The equal-area quadratic spline function were fitted to the whole collection of pre-processed TOC data, and then values extracted for the 0-5 cm, 5-15 cm, 15-30 cm, 30-60 cm, 60-100 cm, and 100-200 cm depth intervals, following GlobalSoilMap specifications (see Arrouays et al., 2014). Boxplots with TOC values by biome and land cover after data cleaning and depth standardization are shown in Figure 1.
Covariates: We collected a set of 57 spatially exhaustive environmental covariates covering Australia and representing proxies for factors influencing SOC formation and spatial distribution: soil properties, climate, organisms/vegetation, relief and parent material/age.
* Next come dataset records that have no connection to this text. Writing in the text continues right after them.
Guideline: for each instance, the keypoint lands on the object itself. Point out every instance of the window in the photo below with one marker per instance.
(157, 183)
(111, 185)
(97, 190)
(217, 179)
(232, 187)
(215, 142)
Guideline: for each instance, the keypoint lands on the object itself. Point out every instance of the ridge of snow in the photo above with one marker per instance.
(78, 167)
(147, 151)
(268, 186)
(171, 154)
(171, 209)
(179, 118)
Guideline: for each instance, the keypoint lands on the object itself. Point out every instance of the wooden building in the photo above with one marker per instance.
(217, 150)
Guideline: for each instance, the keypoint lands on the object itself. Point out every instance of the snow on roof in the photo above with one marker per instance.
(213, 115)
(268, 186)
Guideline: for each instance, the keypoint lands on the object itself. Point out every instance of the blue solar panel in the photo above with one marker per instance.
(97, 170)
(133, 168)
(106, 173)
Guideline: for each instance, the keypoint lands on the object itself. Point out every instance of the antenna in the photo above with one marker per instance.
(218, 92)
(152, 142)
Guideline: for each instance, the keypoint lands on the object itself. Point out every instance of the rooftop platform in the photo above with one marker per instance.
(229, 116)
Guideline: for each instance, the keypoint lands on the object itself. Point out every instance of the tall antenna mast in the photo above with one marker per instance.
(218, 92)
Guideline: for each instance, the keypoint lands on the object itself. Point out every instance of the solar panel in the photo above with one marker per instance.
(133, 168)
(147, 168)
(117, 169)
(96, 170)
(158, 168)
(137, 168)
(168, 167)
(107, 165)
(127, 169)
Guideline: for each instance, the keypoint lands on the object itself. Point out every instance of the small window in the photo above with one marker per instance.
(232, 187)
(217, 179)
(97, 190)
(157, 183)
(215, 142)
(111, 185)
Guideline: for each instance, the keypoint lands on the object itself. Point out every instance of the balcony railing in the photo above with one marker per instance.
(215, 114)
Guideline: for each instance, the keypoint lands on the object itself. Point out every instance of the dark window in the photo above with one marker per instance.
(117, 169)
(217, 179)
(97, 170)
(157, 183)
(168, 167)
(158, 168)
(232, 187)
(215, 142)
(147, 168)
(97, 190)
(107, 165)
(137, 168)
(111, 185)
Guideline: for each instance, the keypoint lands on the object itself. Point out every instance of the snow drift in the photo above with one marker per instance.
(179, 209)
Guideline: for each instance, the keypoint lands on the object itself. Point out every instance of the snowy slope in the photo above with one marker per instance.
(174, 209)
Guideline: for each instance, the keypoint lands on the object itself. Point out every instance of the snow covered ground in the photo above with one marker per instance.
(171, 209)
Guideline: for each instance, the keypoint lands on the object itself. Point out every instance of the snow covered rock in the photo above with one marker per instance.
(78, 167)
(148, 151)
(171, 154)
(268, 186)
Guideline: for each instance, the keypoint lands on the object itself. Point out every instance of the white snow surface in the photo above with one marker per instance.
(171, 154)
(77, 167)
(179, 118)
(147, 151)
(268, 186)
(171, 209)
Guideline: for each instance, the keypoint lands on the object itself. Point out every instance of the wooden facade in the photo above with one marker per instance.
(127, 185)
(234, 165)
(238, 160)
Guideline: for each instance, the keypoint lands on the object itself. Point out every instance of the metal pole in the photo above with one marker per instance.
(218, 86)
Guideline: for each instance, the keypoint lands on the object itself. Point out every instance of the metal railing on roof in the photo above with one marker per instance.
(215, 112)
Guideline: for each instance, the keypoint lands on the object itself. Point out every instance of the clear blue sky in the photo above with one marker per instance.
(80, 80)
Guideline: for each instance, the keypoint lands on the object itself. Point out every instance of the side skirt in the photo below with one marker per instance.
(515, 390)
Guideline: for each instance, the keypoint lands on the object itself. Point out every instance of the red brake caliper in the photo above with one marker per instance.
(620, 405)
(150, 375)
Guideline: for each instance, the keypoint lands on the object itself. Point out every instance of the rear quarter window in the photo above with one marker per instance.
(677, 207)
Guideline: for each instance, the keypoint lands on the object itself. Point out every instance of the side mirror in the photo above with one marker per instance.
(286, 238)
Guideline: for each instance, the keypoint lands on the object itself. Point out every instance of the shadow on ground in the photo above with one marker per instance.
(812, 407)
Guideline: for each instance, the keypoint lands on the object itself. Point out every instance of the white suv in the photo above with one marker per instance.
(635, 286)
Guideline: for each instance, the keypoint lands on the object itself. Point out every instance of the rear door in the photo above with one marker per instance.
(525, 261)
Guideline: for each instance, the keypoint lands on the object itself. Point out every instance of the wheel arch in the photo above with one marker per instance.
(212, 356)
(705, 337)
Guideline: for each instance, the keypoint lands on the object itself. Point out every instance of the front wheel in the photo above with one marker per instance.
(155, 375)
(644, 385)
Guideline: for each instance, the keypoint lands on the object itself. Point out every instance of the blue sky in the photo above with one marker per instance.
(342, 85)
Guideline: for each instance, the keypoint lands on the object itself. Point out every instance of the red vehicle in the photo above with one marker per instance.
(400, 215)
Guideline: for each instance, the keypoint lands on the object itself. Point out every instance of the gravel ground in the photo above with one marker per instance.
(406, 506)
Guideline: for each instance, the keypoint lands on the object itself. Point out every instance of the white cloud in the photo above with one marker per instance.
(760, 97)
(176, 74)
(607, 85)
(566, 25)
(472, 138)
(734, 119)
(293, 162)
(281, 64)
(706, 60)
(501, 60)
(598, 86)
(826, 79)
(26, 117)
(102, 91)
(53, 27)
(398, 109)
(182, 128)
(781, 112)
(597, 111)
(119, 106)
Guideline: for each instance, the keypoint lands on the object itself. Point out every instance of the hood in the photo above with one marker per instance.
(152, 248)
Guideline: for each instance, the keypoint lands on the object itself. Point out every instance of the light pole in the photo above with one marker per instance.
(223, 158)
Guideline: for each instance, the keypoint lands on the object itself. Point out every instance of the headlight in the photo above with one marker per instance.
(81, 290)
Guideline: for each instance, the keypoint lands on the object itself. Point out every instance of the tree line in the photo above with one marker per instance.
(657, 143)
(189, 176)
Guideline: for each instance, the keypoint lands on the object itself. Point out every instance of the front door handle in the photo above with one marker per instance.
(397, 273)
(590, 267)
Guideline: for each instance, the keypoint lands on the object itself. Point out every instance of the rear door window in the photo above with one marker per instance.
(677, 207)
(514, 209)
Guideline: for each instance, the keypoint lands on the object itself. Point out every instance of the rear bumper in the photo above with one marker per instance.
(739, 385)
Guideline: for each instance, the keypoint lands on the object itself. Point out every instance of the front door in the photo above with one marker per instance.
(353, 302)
The covariates were reprojected to WGS84 (EPSG:4326) projection and cropped to the same spatial extent. All covariates were resampled using bilinear interpolation or aggregated to conform with a spatial resolution with grid cell of 90 m x 90 m.
Mapping: The spatial distribution of soil TOC concentration is driven by the combined influence of climate, vegetation, relief and parent materials. We thus modelled TOC concentration as a function of environmental covariates representing biotic and abiotic control of TOC. The measurement of SOC and their corresponding value of environmental covariate at same measurement locations were used to fit the mapping model. For the mapping we used a machine learning model called quantile regression forest.
Mapping is made with Quantile regression forest, which is similar to the popular random forest algorithm for mapping. Instead of obtaining a single statistic, that is the mean prediction from the decision trees in the random forest, we report all the target values of the leaf node of the decision trees. With QRF, the prediction is thus not a single value but a cumulative distribution of the TOC prediction at each location, which can be used to compute empirical quantile estimates.
All processing for the generation of these products was undertaken using the R programming language (R Core Team, 2020).